The Body Snatcher (USA, 1945)
There are few horror films that come with quite the pedigree of the The Body Snatcher. Adapted from a short story by Robert Louis Stevenson and produced by the legendary Val Lewton (producer of Cat People and I Walked with a Zombie), it was directed by Robert Wise, who would later make The Haunting, possibly the finest ghost story committed to film. Moreover, The Body Snatcher was also the final screen pairing of Boris Karloff and Bela Lugosi, who had collaborated on seven previous features and whose names were then synonymous with horror.
Karloff is undoubtedly the star of The Body Snatcher, taking the role of the sinister cabman and eponymous body snatcher, John Gray. Gray is a sinister presence, spurred to vile acts by avarice and his obsessive desire to have a social hold over the snobbish Doctor MacFarlane. MacFarlane runs a teaching hospital and depends on Gray for the supply of fresh cadavers, but their dark shared history gives Gray other leverage in their power struggles.
Lugosi, on the other hand, plays a minor role as a menial worker in the hospital who learns that Gray has moved from being a resurrection man to a murderer in order to keep up with demand, and decides to extort money from Gray. Though both Karloff and Lugosi had played iconic roles in the heyday of Universal horror films, it was obvious by this stage that Lugosi’s career was faltering in a way that Karloff’s never quite did. While Karloff worked on progressively lower budget films, his near-swansong was the superior Targets, whereas Lugosi ended his days working with Ed Wood.
Stevenson’s original story was inspired by the real-life case of Burke and Hare, who murdered 16 people in Edinburgh and sold their bodies to Dr Robert Knox. Knox, Burke and Hare all feature in the background of The Body Snatcher, tied to the shared history of Gray and MacFarlane. The film’s other nod to the history of Edinburgh is a cameo by Greyfriar’s Bobby, the famously loyal terrier that stood watch over its master’s grave, although in this version of history, Bobby’s vigil is cut short by the flat of Gray’s spade.

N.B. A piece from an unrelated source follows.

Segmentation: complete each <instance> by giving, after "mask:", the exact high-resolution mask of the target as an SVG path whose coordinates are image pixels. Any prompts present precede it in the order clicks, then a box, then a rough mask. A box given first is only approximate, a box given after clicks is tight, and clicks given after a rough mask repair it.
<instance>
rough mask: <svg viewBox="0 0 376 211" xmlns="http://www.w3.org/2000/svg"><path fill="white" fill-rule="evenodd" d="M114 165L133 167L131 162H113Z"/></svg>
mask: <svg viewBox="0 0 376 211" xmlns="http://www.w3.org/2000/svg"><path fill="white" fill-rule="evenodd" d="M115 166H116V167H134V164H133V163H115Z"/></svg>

While The Body Snatcher is strongly anchored in Edinburgh’s history, its geography and people are less well served. Apart from a small amount of stock footage, the locations are largely generic studio sets, and the version of Edinburgh presented has only one Scots inhabitant, with the rest of its population comprising Americans, a handful of Englishmen and one rather lost-looking Hungarian.

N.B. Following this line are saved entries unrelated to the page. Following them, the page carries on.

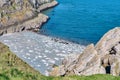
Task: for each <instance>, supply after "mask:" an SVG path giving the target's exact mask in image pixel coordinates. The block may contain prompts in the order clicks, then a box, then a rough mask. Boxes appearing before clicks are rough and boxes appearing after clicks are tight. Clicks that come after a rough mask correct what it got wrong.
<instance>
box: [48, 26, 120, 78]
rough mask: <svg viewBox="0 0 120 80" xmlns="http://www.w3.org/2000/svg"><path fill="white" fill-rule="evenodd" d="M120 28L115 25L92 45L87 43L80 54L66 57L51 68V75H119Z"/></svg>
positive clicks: (119, 53) (91, 44) (50, 73)
mask: <svg viewBox="0 0 120 80" xmlns="http://www.w3.org/2000/svg"><path fill="white" fill-rule="evenodd" d="M119 42H120V28H119V27H117V28H115V29H113V30H110V31H109V32H108V33H106V34H105V35H104V36H103V37H102V38H101V40H100V41H99V42H98V43H97V44H96V45H95V46H94V45H93V44H91V45H88V46H87V47H86V49H85V50H84V51H83V53H82V54H80V55H74V56H73V55H72V56H68V57H66V58H65V59H64V60H63V62H62V65H63V67H62V68H63V70H64V71H63V72H64V74H63V73H60V68H61V66H59V67H57V68H55V69H54V68H53V71H51V72H50V75H52V76H62V75H92V74H112V75H115V76H119V75H120V44H119ZM54 71H55V72H57V73H54Z"/></svg>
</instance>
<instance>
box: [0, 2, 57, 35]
mask: <svg viewBox="0 0 120 80" xmlns="http://www.w3.org/2000/svg"><path fill="white" fill-rule="evenodd" d="M46 3H47V4H50V7H51V6H55V5H56V4H57V2H56V1H53V0H0V34H1V35H2V34H5V33H9V32H16V31H17V32H18V31H21V30H25V29H28V27H27V26H26V25H24V22H26V21H27V22H28V21H29V20H32V19H34V18H37V17H39V19H41V21H43V22H44V21H46V20H47V19H48V17H47V16H44V20H42V19H43V18H40V16H38V14H39V12H40V11H41V10H40V9H39V11H38V8H41V6H43V5H45V4H46ZM45 8H48V6H47V5H46V6H45V7H44V9H45ZM42 17H43V16H42ZM43 22H39V24H41V23H43ZM34 23H35V22H34ZM22 24H23V25H22ZM29 24H32V23H29ZM36 26H38V21H37V23H36V24H35V25H34V26H32V27H36ZM26 27H27V28H26Z"/></svg>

The Body Snatcher is as much a melodrama as it is a horror film, with the struggle to perform a daring operation on a dimpled moppet at the centre of events. When it moves into darker territory, though, it does so unapologetically. The tone of the film is bleak and shadowy, and Karloff’s leering face brings a chill with it. There is murder, grave-robbing, blackmail and betrayal aplenty, and the climax is a white-knuckle ride into the realms of madness.
As a Hollywood film of its period, there is little to The Body Snatcher that will raise a modern eyebrow, but it is an exemplary reminder of a rich and deep type of cinematic storytelling that is largely a thing of the past.